See that’s the thing, most of your enjoyment from metal comes from listening to the music, which overwhelmingly occurs during everyday life. That is, unless, you’re not about the music; you’re into the ‘scene’. But we’ll forget about UNABASHED FUCKING POSERS for now. Not even going to enter ANY of the debates about sound quality, digital recording, media, listening devices, immediacy, dealing with shitty record stores, modern genre dilution, blah blah blah. None of that really matters in reconciling the original statement posed by Bandcampbro. Here’s why. Wait, I mean “okay, this is epic” –

YOU CAN STILL LISTEN TO THOSE ALBUMS.

Fucking revelatory, I know. But it is the one point that seems to have been conveniently ignored in assessing the validity of the original post. Not only do all those genre-defining records still exist, but they’re almost all easier to source now. Sometimes at the touch of a button. In improved quality. With extra tracks. Alternate art. You name it. You can even pick up some of those classics in Full Dynamic Range on fucking Earache, so you can still support/promote corrupt business practices just like the good ol’ days.

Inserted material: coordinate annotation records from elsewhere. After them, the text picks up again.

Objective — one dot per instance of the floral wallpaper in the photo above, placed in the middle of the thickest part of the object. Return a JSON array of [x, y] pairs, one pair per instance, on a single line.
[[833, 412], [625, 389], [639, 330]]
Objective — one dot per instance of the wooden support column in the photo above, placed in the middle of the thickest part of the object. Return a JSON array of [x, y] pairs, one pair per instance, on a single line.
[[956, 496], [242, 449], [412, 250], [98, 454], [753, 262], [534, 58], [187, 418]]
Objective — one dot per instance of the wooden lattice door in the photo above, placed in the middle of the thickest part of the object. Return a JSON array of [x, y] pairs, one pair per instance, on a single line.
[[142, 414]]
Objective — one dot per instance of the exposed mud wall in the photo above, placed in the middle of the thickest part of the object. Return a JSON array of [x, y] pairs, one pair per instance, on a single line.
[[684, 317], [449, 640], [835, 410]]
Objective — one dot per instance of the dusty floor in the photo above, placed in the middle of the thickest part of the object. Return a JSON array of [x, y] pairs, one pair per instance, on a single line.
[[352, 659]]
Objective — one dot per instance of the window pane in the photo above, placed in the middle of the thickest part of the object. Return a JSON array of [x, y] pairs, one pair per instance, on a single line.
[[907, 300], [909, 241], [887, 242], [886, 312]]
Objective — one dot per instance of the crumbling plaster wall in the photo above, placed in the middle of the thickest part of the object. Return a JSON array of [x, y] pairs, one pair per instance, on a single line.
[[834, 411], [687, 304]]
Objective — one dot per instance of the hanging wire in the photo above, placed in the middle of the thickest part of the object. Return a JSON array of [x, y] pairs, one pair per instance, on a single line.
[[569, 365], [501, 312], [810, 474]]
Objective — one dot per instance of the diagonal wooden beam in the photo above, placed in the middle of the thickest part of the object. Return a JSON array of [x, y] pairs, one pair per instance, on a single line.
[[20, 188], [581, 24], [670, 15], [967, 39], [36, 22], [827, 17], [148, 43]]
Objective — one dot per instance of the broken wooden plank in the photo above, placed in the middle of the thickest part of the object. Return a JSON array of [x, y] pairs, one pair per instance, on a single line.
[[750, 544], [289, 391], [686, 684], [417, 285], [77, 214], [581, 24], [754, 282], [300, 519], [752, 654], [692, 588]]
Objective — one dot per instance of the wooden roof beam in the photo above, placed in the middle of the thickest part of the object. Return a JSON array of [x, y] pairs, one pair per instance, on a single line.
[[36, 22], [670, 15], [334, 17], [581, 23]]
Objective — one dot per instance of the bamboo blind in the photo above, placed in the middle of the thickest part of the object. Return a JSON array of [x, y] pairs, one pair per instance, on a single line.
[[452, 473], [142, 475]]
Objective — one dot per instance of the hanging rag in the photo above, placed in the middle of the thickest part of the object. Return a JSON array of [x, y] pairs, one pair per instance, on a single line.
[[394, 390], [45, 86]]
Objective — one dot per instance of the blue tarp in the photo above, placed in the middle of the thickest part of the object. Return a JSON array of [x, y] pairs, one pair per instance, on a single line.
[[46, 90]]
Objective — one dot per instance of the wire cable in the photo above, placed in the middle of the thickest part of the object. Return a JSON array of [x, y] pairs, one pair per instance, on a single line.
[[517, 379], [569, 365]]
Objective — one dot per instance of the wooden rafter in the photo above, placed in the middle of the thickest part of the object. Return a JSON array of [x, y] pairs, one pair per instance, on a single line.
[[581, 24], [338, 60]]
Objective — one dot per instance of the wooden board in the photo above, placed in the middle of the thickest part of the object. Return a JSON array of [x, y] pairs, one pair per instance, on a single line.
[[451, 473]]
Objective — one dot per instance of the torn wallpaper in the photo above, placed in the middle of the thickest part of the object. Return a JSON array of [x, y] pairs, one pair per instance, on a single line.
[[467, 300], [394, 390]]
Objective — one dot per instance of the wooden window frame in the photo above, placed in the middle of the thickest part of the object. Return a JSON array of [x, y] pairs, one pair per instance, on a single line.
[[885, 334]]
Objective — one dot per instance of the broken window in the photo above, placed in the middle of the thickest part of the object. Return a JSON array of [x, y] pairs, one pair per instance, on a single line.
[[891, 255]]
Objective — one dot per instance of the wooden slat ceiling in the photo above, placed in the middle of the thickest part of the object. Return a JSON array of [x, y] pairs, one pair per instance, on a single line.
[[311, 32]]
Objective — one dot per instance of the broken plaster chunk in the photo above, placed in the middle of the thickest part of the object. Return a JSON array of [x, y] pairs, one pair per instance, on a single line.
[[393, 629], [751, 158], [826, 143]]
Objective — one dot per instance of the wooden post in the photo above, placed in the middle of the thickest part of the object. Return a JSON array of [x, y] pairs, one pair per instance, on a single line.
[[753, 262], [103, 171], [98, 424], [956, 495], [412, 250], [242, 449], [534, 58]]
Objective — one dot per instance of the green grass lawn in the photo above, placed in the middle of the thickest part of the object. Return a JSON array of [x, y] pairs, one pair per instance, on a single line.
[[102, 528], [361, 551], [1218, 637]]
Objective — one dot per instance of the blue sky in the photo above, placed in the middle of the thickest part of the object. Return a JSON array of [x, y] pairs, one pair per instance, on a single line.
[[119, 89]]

To make a visual representation of my point, I’ve extrapolated the idea into this easy to follow definitive list of the best years to be a death metal fan:

1. [current year]
2. 2017
3. 2016
4. 2015
5. 2014
6. 2013
7. 2012
8. 2010
9. 2009
…….
…….
30. 1987
31. 2011
32. 1986
33. 1985

You can probably hear the old guard now, as they start popping out of the woodwork like an army of wind-up jack-in-the-boxes with all the predictability of their morning mug o’ Metamucil. You know, the same people who say the scene is dead but think Bandcamp is an American Pie reference. Those whose online presence seems to consist solely of turning up to criticise anything people outside of their generation enjoys and asking WebMD in all-caps if they have LIGMA. Aside from riling reactionary BM dorks, perhaps the next most insufferable form of metal nerd are these obstinate OSDM chuds. Stedfast in their stubborn refusal of anything remotely recent, they’ll talk at length about how the [insert scenes] were better, but when queried about the current scene(s) will blanket it with a generic “it’s all derivative shit” statement without being able to cite a single relevant upcoming band. They don’t care. In fact, the only reason they’re mad the new Abhorrence album will suck is because it might tarnish the name they purport as legendary when dismissing an entire generation of bands they claim illusory superiority over.

Next are the <30 y/o pedants who espouse the exact same rhetoric yet without having lived it. Yes, Demilich are touring on the back of their one and only record from 25 years ago with no new album, but that’s fine, we’ve got NucleusTomb Moldet al to fill the void. If, when someone says you might like Chthe’ilist as they sound like a mix of Timeghoul and Demigod, your first reaction is to snobbishly tell them “well ackshually, Necrovatory did it first”, you’re a prime candidate for this category. There’s no denying your intimate knowledge of the genre we know and love is fantastic, that you’re an asset to the community, and that your Mum is very proud, but if you think gatekeeping the already niche demographic is somehow going to increase reverence people have for those glory days, your approach is completely backward. And if you wanna just stick to listening to your dusty old faves in exclusivity, that’s fine too. Just don’t expect anyone to take your opinion as seriously as people who maintain an active interest in death metal’s past, present, and more importantly, its future.

So, to close out this rant de redondance I’d like to pose a question – has there ever been a better time to be a death metal fan?